Sneak peaks of some of my upcoming books
For as long as I can remember, I’ve been different.
Not because of my family life because like a lot of kids, I came from a fucked up, dysfunctional family. My dad was an alcoholic bully, and my mother was a selfish bitch who ran off and left me and my older brother behind when she couldn’t take the abuse anymore.
He ended up transferring the beatings to my brother instead, who became a drug addict and ended up hanging himself on his sixteenth birthday.
So, my childhood wasn’t exactly a barrel of laughs.
When I say I’m different, I don’t mean physically, because when I look in the mirror, I look a lot like other girls. I’m just above average height with long dark hair, pale skin and my features are pretty regular.
Put it this way, as I said before I don’t exactly stand out in a crowd.
My best feature are my eyes which change colour depending on the mood I’m in. They can range from the lightest ice blue to an almost black midnight blue. Growing up, the other kids had feared me and called me a ‘freak’, ‘chameleon eyes’
or ‘scary eyes’
Being a skinny kid who was also a loner, I was bullied.
The teachers didn’t give a fuck.
To them, I was a little nobody from a shitty family.
That was before I discovered that I had the power to control minds and fuck a person up by making them do whatever I want.
But it only happens when I am extremely angry and stressed.
The first time I discovered this was after a vicious beating from my asshole father. I was fifteen. It had been a shit day at school, and I had got into a fight and been given a detention, because of that, I was late home.

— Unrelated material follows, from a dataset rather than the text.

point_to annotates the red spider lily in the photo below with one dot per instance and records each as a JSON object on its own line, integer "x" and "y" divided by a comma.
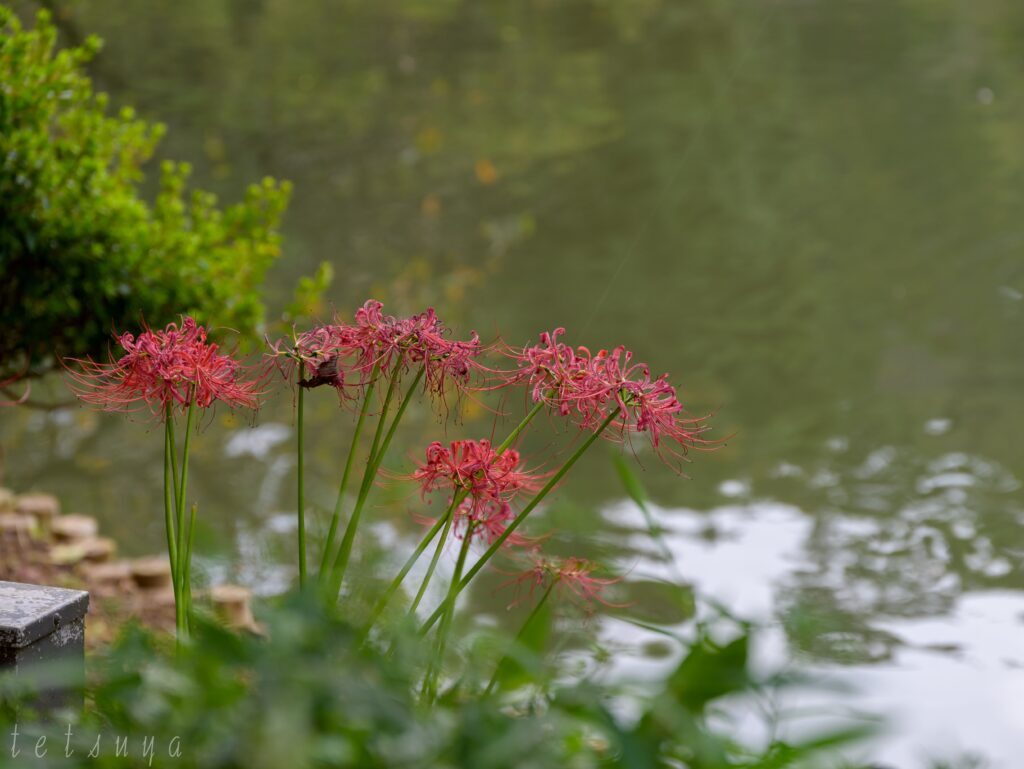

My dad had been waiting by the door, belt in hand and he hadn’t even given me a chance to explain before he laid into me and started hitting me.
I still remember the rage that blinded me, running through my veins like a heroin hit. Looking him straight in the eye I told him how much I hated him and how if he slit his own throat and dropped dead in front of me, I wouldn’t shed any tears.
That’s when it had first happened.
Slowly, as if in a trance, he dropped the belt, turned to the drawer, taken out the sharpest knife we had and slit his own fucking throat.
As I stood there watching him fall to the floor, I felt nothing but relief.
Until I saw the blood spread in a pool around his head.
That’s when I first felt the hunger.
Not At First Sight
This is a collection of short romantic stories of couples who meet and feel the sparks fly despite their initial dislike for each other...
THE CEO'S RELUCTANT BRIDE
“I, Elizabeth Grace Fisher, take you, Blake Carlisle to be my lawful wedded husband, to have and to hold from this day forward, for better for worse, for richer and for poorer, in sickness and in health, to love and to cherish, till death us do part, according to God's holy law. In the presence of God, I make this vow….”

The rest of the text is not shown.